The finger method of stripping is best for beginners, as you learn the process. If the coat is blown (dead, and ready to be plucked), it will come out easily. Grasp the strands of hair between thumb and index finger. Pull in the direction of the lay of the coat. With this technique, you should pull only the longest hairs -- do not grab deeply into the coat -- and work the coat down by stages until the desired length and shape are achieved.
Perhaps the most difficult thing for beginners stripping a coat is determining what is dead hair and what is not. The longest hairs, two inches or longer, are the dead hairs. You can also see a lighter colour variation in the hair. The lighter hairs are the dead hairs. In preparing to strip your terrier do not bath your dog as you will not be able to get a good grip on the hair. If you find that you can not grip the hair to strip or pluck it here are two suggestions:
Try using a latex glove or plastic thimbles on your fingers to grasp the hair.
Grooming chalk on your fingers or on the coat area to be stripped will give you a better grip on the hair.
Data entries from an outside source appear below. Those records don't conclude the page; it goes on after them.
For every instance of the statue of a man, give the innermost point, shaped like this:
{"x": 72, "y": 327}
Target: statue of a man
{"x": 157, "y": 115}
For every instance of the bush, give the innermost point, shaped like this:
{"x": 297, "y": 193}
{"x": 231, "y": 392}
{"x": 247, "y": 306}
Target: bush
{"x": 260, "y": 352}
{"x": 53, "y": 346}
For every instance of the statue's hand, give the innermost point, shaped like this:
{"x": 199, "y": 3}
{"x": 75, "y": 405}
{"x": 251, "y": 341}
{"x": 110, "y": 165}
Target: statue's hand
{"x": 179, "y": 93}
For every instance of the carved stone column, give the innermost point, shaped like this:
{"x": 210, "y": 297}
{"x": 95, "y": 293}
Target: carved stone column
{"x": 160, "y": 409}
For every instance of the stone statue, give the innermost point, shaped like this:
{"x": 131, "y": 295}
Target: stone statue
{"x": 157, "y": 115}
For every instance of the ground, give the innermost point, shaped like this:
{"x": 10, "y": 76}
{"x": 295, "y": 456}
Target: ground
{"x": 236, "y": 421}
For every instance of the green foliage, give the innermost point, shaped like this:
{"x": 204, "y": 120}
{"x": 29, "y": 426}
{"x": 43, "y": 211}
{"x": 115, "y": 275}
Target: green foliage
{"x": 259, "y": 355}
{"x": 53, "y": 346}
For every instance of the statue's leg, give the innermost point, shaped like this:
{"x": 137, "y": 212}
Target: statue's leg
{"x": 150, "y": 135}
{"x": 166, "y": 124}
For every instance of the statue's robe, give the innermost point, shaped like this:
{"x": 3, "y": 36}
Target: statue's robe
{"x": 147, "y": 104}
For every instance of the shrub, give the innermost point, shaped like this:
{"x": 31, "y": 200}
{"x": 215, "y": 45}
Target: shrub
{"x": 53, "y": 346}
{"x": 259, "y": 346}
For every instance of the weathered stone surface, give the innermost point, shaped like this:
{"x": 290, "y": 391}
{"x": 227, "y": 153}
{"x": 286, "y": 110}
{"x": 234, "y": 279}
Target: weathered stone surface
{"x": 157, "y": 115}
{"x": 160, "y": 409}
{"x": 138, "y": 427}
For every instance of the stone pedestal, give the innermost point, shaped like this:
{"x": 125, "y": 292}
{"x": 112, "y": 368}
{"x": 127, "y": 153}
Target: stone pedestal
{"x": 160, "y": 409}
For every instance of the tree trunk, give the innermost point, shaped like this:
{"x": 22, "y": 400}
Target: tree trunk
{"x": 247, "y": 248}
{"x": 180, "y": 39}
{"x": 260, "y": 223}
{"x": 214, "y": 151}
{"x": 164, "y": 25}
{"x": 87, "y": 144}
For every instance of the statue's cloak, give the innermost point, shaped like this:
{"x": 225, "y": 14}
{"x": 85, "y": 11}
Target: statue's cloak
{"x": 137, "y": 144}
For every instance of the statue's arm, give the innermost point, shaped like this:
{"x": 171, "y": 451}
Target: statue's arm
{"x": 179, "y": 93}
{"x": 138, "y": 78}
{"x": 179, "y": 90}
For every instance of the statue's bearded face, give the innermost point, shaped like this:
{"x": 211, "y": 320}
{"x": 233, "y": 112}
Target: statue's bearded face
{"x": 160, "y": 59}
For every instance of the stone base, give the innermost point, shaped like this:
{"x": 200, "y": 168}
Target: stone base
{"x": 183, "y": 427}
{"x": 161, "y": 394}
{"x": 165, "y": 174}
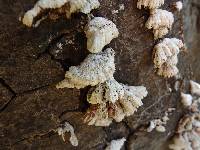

Here is how to use a stripping knife. Grasp the hair between your thumb and the knife. Hold the knife perpendicular to the dog (note illustration) and grasp the hair as close to the roots as possible, trapping the hair between the stripping knife teeth and your thumb and pull in the direction of the lay of the coat. Use an arm and shoulder pulling movement, not a wrist action. If you flex your wrist, you will cut rather than pull the hairs with the knife. Compare the hairs being removed from the finger stripping and knife stripping. If you are plucking, the hair is of uneven length. If you are cutting, the hair will be even in length. You want to pluck, not cut! Remember to work a small area at a time until the entire outer coat has been removed. The key is to remove the longest hairs, only a few at a time. Use a steel greyhound comb to comb the area. Take it slow as you learn to use the tool. All beginners make holes because of too aggressive use of the stripping knife. Practice makes perfect.
Remember: ALWAYS support the coat/skin with your free hand while stripping. You do this by putting your free hand in front of the stripping knife to hold the skin and coat in place.
Hand stripping a terrier coat is an artistic endeavor and just as an artist utilizes many brushes when painting, this same may hold true for the groomer and stripping knives.